JAKARTA, 1kata.com – Ketua Komite Koordinasi Nasional Pencegahan dan Pemberantasan Tindak Pidana Pencucian Uang, Mahfud MD, membeberkan temuan PPATK terkait pencucian uang senilai Rp189 triliun yang berhubungan dengan impor emas batangan ke dalam negeri.
Menteri Koordinator Bidang Politik, Hukum dan HAM (Menko Polhukam) ini pun mengatakan dugaan impor emas ini dilakukan oleh 15 entitas yang diselundupkan ke dalam negeri dengan dalih emas mentah.
Temuan ini pun tak pelak dari dugaan Mahfud MD soal transaksi mencurigakan sebesar Rp349 triliun di lingkungan Kementerian Keuangan (Kemenkeu) yang berkaitan Direktorat Jenderal Bea dan Cukai.

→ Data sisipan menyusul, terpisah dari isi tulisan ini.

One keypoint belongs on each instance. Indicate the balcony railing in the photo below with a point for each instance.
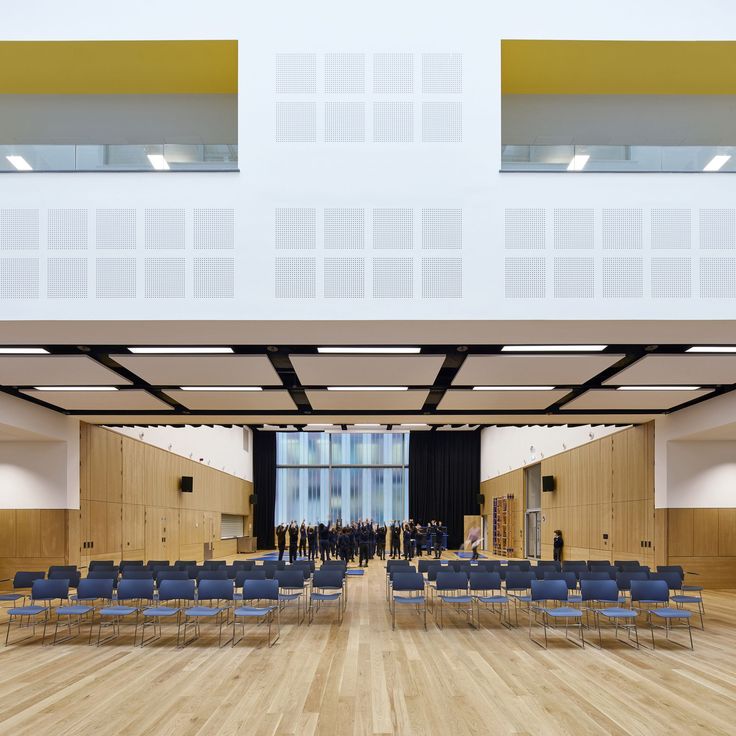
(587, 158)
(113, 157)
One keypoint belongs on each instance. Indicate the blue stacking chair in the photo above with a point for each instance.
(88, 592)
(327, 587)
(655, 593)
(134, 591)
(42, 591)
(219, 592)
(601, 598)
(259, 590)
(485, 587)
(411, 585)
(553, 591)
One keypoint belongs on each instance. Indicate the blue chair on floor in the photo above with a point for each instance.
(553, 591)
(259, 590)
(601, 598)
(653, 595)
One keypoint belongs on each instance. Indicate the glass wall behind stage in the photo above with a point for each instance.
(324, 476)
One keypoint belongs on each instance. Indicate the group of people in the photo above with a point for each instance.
(363, 538)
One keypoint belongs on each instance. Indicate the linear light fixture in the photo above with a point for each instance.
(23, 351)
(578, 161)
(75, 388)
(367, 388)
(180, 351)
(717, 162)
(711, 349)
(158, 162)
(553, 348)
(220, 388)
(385, 351)
(19, 163)
(658, 388)
(513, 388)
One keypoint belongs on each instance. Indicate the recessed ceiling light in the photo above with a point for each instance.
(711, 349)
(367, 388)
(513, 388)
(158, 162)
(23, 351)
(75, 388)
(221, 388)
(578, 161)
(182, 351)
(658, 388)
(717, 162)
(385, 351)
(19, 163)
(553, 348)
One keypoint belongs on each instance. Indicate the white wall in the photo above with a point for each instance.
(503, 449)
(43, 470)
(222, 448)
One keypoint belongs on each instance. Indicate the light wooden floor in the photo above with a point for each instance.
(362, 678)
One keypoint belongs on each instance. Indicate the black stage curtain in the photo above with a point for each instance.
(264, 486)
(444, 479)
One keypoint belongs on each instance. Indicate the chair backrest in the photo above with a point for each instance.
(452, 581)
(48, 590)
(135, 589)
(173, 590)
(216, 590)
(408, 581)
(599, 590)
(25, 579)
(518, 580)
(549, 590)
(328, 579)
(650, 590)
(92, 589)
(260, 589)
(289, 578)
(624, 579)
(485, 581)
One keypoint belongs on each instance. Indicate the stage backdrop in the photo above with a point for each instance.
(264, 486)
(444, 479)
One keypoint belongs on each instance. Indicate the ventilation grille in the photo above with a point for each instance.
(344, 278)
(116, 229)
(393, 278)
(393, 228)
(19, 229)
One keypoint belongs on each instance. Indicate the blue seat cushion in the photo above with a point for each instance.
(27, 610)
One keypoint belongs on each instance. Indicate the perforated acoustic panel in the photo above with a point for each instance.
(19, 229)
(115, 229)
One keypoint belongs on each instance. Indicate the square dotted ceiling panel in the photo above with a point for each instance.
(377, 370)
(368, 400)
(459, 399)
(234, 400)
(625, 400)
(532, 370)
(133, 400)
(56, 370)
(674, 370)
(201, 370)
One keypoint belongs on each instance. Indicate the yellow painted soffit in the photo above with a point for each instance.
(118, 67)
(618, 67)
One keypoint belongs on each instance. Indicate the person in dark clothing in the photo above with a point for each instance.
(281, 539)
(558, 543)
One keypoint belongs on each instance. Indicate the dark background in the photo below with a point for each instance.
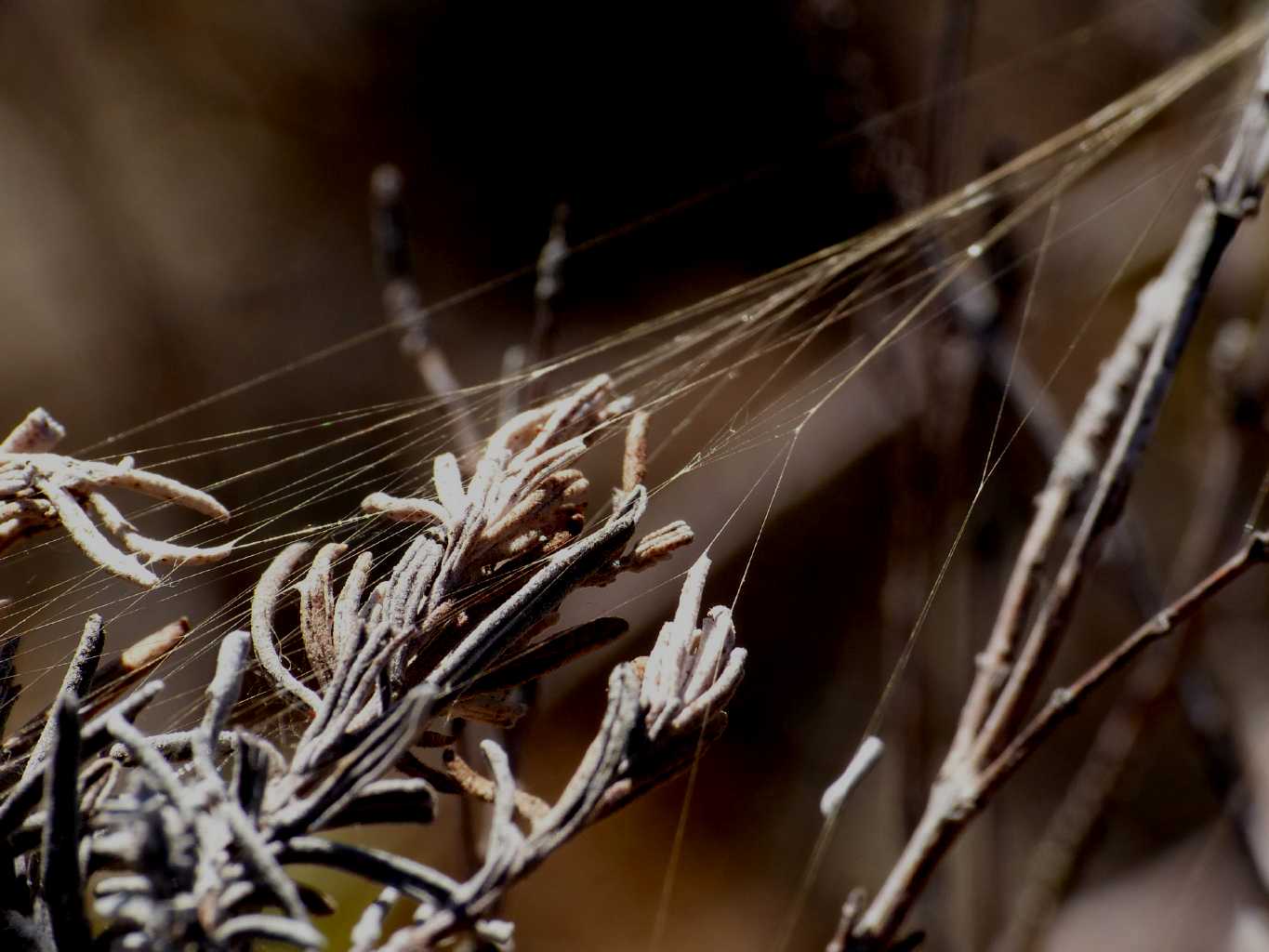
(183, 207)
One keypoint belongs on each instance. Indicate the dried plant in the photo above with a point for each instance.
(118, 837)
(185, 836)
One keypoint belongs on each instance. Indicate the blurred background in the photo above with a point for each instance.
(183, 207)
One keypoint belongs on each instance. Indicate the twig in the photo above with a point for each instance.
(986, 747)
(403, 303)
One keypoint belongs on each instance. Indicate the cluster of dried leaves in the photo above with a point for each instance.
(180, 840)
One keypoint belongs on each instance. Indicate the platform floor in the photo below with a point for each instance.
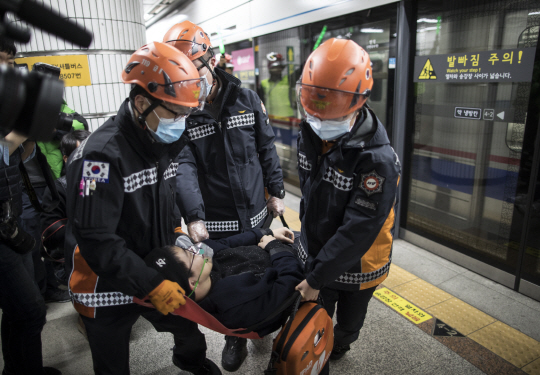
(499, 328)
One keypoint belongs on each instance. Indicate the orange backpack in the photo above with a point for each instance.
(305, 342)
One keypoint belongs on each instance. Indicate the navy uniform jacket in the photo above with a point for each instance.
(131, 212)
(222, 174)
(347, 207)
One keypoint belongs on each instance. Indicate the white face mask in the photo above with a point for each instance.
(208, 86)
(328, 130)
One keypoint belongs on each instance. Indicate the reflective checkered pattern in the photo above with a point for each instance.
(301, 252)
(79, 150)
(201, 131)
(222, 226)
(140, 179)
(170, 171)
(101, 299)
(338, 180)
(303, 163)
(257, 218)
(241, 120)
(359, 278)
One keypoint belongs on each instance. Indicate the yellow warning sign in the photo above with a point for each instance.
(402, 306)
(427, 71)
(74, 69)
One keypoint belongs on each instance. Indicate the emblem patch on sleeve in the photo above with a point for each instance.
(365, 203)
(96, 170)
(371, 183)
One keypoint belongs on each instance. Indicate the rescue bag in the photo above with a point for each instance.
(304, 344)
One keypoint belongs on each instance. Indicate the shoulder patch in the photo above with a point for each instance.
(96, 170)
(365, 203)
(371, 183)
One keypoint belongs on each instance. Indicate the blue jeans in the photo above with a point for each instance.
(23, 315)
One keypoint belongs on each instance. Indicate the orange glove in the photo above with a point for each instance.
(167, 297)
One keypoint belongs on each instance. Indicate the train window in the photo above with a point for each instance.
(470, 131)
(280, 60)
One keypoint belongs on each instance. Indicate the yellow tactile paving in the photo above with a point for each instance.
(532, 368)
(398, 276)
(503, 340)
(508, 343)
(421, 293)
(461, 316)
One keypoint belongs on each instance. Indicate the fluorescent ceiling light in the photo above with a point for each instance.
(428, 29)
(427, 20)
(370, 30)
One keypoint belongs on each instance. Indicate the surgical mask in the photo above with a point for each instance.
(208, 86)
(168, 130)
(328, 130)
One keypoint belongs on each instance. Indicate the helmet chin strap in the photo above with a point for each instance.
(142, 116)
(205, 63)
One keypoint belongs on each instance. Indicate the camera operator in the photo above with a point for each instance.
(23, 308)
(51, 163)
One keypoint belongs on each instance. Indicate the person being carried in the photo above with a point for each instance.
(240, 280)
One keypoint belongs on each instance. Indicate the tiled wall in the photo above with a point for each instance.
(118, 28)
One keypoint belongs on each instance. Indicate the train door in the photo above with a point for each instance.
(280, 59)
(473, 86)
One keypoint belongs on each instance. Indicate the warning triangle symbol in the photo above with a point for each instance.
(427, 71)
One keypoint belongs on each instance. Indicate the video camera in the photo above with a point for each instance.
(30, 101)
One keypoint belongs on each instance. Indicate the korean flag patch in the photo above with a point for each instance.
(371, 183)
(96, 170)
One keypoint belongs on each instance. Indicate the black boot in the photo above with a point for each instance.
(208, 367)
(234, 353)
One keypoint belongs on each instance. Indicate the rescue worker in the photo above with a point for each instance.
(121, 205)
(222, 176)
(349, 177)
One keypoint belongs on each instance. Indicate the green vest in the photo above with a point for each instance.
(51, 149)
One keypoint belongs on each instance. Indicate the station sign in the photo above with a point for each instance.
(509, 65)
(74, 69)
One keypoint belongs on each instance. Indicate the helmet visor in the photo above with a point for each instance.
(190, 48)
(189, 93)
(326, 104)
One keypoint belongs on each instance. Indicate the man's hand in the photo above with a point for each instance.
(284, 235)
(197, 231)
(265, 240)
(275, 206)
(307, 292)
(167, 297)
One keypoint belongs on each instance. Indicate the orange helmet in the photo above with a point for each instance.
(166, 74)
(336, 79)
(190, 39)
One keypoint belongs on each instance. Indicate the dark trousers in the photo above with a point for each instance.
(109, 339)
(23, 316)
(31, 223)
(351, 312)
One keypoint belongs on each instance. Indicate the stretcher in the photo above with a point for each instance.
(192, 311)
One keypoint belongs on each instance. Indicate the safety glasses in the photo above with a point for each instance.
(325, 103)
(189, 47)
(190, 93)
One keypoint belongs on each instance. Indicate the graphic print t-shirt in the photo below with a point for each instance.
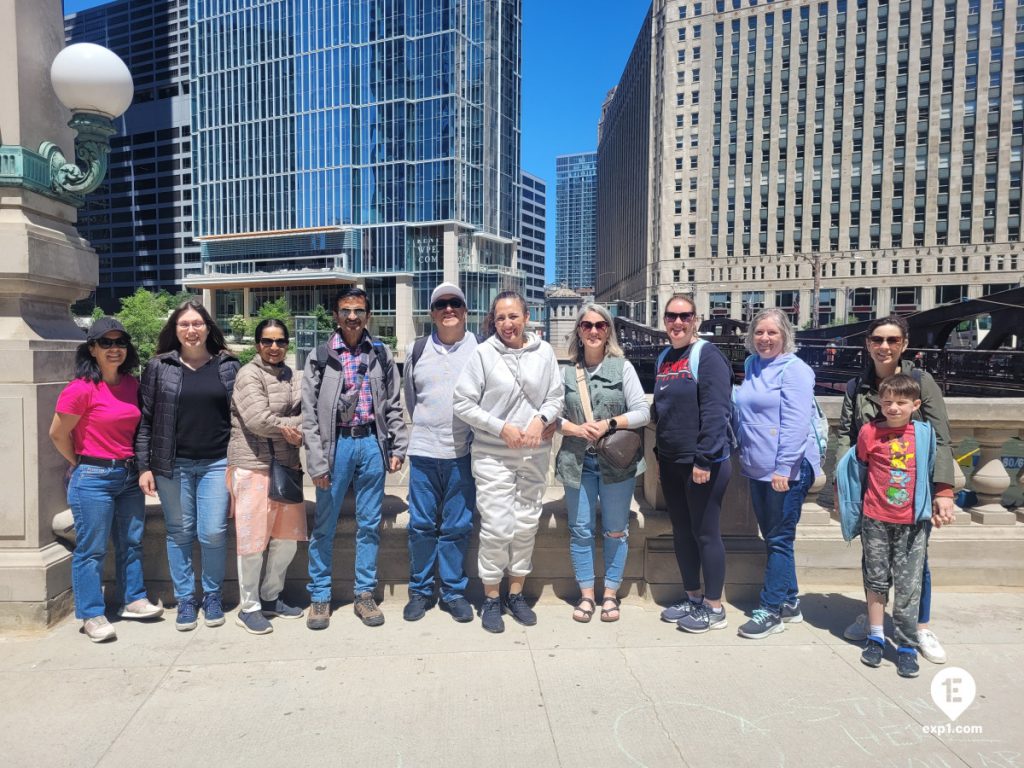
(892, 470)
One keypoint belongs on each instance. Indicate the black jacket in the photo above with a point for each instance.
(155, 442)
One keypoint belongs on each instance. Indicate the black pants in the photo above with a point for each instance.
(695, 511)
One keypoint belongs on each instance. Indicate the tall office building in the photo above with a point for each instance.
(139, 219)
(878, 142)
(370, 141)
(576, 222)
(532, 246)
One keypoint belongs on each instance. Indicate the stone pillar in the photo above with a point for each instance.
(404, 328)
(46, 265)
(990, 480)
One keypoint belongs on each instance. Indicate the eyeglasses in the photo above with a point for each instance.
(442, 304)
(280, 343)
(685, 316)
(890, 340)
(105, 343)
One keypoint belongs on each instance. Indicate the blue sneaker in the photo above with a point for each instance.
(213, 611)
(186, 619)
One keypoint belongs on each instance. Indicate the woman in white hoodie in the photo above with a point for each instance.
(508, 391)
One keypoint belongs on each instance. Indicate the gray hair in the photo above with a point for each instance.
(611, 347)
(784, 327)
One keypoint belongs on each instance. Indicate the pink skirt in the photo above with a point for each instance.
(257, 519)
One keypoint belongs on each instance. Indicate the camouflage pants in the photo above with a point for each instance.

“Impor emas batangan yang mahal-mahal itu, tapi di dalam surat cukainya itu dibilang emas mentah. Diperiksa oleh PPATK tinggal diselediki, tetapi dikatakan emas mentah. Mengaku ini emas mentah yang dicetak di Surabaya, dicari ke Surabaya tidak ada pabriknya,” jelas Mahfud MD, saat pemaparan di Komisi III DPR RI, dikutip Jumat (31/3/2023).
Kemudian transaksi mencurigakan ini pun berhasil diendus oleh PPATK dan langsung dilaporkan kepada Kemenkeu selaku penyidik tindak pidana asal di bidang kepabeanan Bea dan Cukai.
Baca juga: Mahfud Ungkap Detik-detik Safe Deposit Box Milik Rafael Alun Ketahuan
Secara lantang dia pun menegaskan bahwa data terkait Rp189 triliun yang disampaikan oleh Menteri Keuangan (Menkeu), Sri Mulyani Indrawati saat rapat kerja bersama Komisi XI DPR RI beberapa waktu lalu tidak sesuai dengan fakta
“Keterangan terakhir Bu Sri Mulyani di Komisi XI jauh dari fakta, karena bukan dia nipu. Dia diberi data itu, data pajak, padahal itu data bea cukai. Tadi itu penyelundupan emas itu, enggak tahu siapa yang bohong, tetapi itu faktanya,” ujarnya.
Sebagai informasi, Mahfud MD mengungkapkan bahwa PPATK sejak tahun 2017 sudah melaporkan terkait transaksi tersebut namun laporan itu tidak sampai ke tangan Sri Mulyani.
Bahkan laporan tersebut disampaikan secara langsung kepada jajaran anak buah Sri Mulyani, bahkan dikirim kembali laporan pada tahun 2020 juga tidak sampai ke tangan bendahara negara itu.
“Ini yang menyerahkan, Bapak Badaruddin (eks Kepala PPATK), Bapak Dian Ediana (eks Wakil Kepala PPATK), kemudian Heru Pambudi dari Bea Cukai, Dirjen Bea Cukai. Lalu Sumiati Irjennya. Kemudian Rahman dari Irjen, Widiarto Bea Cukai, ini ada tandatangannya semuanya ini bahwa tahun 2017 kasus ini masuk,“ pungkasnya.